Blackbox Trade
This project demonstrates the concept of blackbox trading, which involves using machine learning models for automated trading strategies.
The repository for this project is currently unavailable as the project is still in development. Video link (opens in a new tab)
Environment
The environment for AI learning is implemented using a Python class. This class aims to simulate an environment similar to futures commodity trading. For each incoming price feed, three actions are available:
- Buy: Increases the inventory by 1 and closes all short positions, if any.
- Sell: Decreases the inventory by 1 and closes all long positions, if any.
- Wait: No action taken.
Parameters
Each position uses margin trading, and leverage is adjustable in the configuration.
The environment settings are as follows:
Parameter | Value |
---|---|
Initial Balance | 1000 USD |
Leverage | 3x |
Long only | False |
Max drawdown | 50% |
Funding Fee (per 8h) | 0.01% |
Commission (per trade) | 0.03% |
Slippage | 0% |
Price Data
Two types of data are used to train the model:
- Real market data (OHLC)
- Random walk data
Random data is necessary to prevent overfitting to market data. Random walk data is generated using a script for each training episode. Here's a sample:
Observation Variables and Outputs
The model input consists of four indicators:
- Short-term delta EMA
- Long-term delta EMA
- RSI
- Inventory
The output activation function is sigmoid, resulting in a value between 0 and 1:
- If the value is below 0.2, it opens short positions.
- If the value is above 0.8, it opens long positions.
- Otherwise, it waits.
Episode
For each episode, the environment receives new OHLC data, which is used to update the environment state and observation variables. The observations are then passed through the neural network to produce an output value.
Training
The model is trained continuously to achieve the highest possible fitness level.
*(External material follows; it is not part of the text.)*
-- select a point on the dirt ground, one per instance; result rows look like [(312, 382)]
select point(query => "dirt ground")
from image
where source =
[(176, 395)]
After multiple runs, the following results were obtained:
It appears that after 50 generations, the model begins to understand the environment but is unable to produce high-quality trades. The results remain divergent due to factors that require further investigation.
Testing
Once training is complete, the best-performing model is selected for additional testing across multiple scenarios. It was found that after 1000 steps, all episodes concluded.
Conclusion
This project successfully produced a model that understands the core concepts of trading. However, the quality of the model is not yet suitable for production use. Further research into fitness settings and observation variables is necessary to improve performance.